We sent this letter to the op-ed Editor at the New York Times a couple of weeks ago. It was not published, but it felt really good to write it.
Discrimination on Tax and Wedding Day
My partner Victor and I were married by our family minister in St Barths in a ceremony that was beautifully chronicled by the New York Times on April 27th, 2008. While we were on our honeymoon in South Africa, we received an email from the Empire State Pride Agenda that the New York State Supreme Court ruled that same sex marriages that are performed legally elsewhere will be recognized as valid in New York State. Inspired by the ruling, we took advantage of South Africa’s strong commitment to equality and got legally married in a small ceremony about a 30 minute drive east of Capetown.
On February 4, 2010, with the help of our loving surrogate, Kira Sanders of California, and many doctors, attorneys and case workers, we gave birth to our daughter Coco. She has become the love our lives and has bestowed upon us blessings that we did not previously imagine possible. Coco’s birth has inspired us to do everything we possibly can to fight to make sure that our family is treated equally.

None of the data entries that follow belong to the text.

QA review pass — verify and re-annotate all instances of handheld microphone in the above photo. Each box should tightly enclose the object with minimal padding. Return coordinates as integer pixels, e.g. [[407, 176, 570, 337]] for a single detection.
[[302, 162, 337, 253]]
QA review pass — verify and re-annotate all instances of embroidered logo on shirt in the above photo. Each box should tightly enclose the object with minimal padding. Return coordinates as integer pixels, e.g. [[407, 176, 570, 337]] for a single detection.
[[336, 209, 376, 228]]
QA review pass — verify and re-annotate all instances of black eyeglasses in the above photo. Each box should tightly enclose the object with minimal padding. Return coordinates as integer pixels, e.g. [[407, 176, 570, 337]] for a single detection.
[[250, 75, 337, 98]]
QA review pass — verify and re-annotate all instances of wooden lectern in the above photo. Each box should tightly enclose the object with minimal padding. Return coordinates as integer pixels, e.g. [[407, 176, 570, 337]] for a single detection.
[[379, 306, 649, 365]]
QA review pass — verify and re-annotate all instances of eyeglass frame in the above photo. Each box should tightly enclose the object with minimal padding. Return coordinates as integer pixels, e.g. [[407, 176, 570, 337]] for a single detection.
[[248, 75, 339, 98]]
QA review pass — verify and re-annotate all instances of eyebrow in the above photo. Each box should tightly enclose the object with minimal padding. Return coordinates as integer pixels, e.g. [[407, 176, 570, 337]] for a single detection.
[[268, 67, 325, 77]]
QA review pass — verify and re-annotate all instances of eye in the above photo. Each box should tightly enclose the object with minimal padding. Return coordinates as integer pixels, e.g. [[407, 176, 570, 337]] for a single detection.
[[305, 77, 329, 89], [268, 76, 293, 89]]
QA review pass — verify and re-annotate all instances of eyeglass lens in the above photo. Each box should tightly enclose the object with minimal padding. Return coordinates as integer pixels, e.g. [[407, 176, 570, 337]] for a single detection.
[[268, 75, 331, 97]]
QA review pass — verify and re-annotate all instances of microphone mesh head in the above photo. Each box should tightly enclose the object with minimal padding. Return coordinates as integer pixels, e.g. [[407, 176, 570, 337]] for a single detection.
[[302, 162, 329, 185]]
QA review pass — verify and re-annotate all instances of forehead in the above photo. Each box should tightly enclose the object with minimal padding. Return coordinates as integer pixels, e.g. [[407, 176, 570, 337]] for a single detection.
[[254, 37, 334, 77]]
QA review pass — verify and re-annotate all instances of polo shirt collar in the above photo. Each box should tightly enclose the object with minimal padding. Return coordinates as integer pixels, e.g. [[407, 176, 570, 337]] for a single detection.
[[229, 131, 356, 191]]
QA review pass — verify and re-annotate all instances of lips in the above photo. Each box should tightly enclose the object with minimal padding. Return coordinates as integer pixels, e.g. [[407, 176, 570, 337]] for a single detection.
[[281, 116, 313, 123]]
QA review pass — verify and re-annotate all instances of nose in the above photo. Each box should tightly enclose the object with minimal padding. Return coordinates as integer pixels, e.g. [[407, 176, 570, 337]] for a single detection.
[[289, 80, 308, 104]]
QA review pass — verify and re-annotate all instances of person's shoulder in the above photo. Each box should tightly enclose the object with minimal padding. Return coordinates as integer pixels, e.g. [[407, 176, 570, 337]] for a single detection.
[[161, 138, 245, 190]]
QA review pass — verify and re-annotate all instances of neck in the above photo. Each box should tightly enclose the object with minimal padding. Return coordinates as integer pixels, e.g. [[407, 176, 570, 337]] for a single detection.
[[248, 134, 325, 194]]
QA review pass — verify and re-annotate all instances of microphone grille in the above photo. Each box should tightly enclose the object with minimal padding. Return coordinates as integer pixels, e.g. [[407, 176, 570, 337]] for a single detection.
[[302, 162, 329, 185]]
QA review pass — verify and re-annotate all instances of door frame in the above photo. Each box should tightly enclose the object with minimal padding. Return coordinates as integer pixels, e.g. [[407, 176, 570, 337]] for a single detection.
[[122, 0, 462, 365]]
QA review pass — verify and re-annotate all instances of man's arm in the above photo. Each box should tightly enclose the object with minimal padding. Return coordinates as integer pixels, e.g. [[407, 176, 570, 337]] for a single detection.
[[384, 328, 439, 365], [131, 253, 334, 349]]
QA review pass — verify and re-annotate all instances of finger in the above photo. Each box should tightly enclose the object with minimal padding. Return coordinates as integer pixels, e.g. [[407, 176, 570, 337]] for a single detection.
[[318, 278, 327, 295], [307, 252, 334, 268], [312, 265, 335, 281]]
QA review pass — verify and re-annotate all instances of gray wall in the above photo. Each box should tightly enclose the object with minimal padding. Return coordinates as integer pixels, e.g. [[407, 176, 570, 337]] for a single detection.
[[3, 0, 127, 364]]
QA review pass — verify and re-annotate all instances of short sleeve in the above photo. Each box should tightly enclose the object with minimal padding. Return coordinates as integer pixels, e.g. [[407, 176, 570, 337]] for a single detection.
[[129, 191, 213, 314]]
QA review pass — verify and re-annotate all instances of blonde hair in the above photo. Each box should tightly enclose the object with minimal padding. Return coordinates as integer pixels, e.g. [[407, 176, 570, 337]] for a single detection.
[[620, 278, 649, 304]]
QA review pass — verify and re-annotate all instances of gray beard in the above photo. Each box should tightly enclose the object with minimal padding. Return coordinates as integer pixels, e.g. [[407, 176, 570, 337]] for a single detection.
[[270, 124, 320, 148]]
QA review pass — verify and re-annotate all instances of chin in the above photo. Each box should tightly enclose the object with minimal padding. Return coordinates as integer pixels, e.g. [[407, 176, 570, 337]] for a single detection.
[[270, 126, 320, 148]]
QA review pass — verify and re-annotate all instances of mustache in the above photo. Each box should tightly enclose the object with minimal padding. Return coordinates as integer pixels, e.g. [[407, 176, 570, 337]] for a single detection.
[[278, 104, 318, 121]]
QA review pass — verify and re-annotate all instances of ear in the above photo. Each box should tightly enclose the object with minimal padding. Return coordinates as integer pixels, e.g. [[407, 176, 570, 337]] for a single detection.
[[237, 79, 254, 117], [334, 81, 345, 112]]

For the first time, I actually looked forward to filing my taxes. While the federal government still discriminates against us, I assumed that we would be eligible to file as a married couple for the purposes of New York State taxes. While many people may think this is an odd thing to be excited about, for us it represented one large step toward equality. After Coco’s birth, we had a renewed sense of financial and estate planning. It became clear that if I passed away suddenly, Victor and Coco could be at risk of financial insolvency as a result of the estate taxes that would be due as a result of most of our net worth being tied up in illiquid real estate partnerships. A family based on a more traditional marriage would not be subject to that unsettling risk given that the family assets would pass seamlessly to the spouse.
With the help of Empire State Pride Agenda, I learned that we are not eligible to file our taxes as a married couple in New York State. Apparently the Supreme Court Ruling applied only in situations where NYS Statute was vague. The NYS Statute requires that we use the same filing status as our Federal taxes. Therefore, the discrimination on the federal level trickles down to New York State, despite the Supreme Court ruling. Nevertheless, the federal return requires that I swear under penalty of perjury that all statements in the return are true. Will we be penalized for lying about our marital status on our tax return?
Last weekend, we were honored to host Lacey Stone and Jessica Clark for the weekend at our home in Rye. After four wonderful years of partnership, they had exchanged their vows in front of their closest friends and family in a beautiful ceremony on an island off the coast of Puerto Vallarta. They wanted seal their bond legally and arranged to have a civil ceremony in Greenwich, Connecticut, since New York State still discriminates against us with respect to marriage licenses. We listened in horror over breakfast as Jessica and Lacey described the uncertainty they face as a result of Jessica being a British citizen. She is in the process of applying for her Green Card at a cost of over $20,000. Jessica currently has a visa, however, it limits the type of work she can perform and is limited with respect to time. Jessica and Lacey would love to start a family and feel the unspeakable joy that Victor and I are experiencing; however, they do not feel comfortable doing so knowing that Jessica could be asked to leave the country upon expiration of her visa.
I take the time to write this and expose our lives to the public to illustrate the frustration we face as a result of the New York State’s and the Federal Government’s unwillingness to treat us with equality and respect. On Tax Day and on Lacey and Jessica’s Wedding Day, we are reminded that the United States and New York State, which have historically been considered a champion of civil rights, are quickly being left behind by South Africa, Spain, Argentina (former homes of Aparteid, Franco, and Pinochet) and countless other countries which have demonstrated their commitment to equality.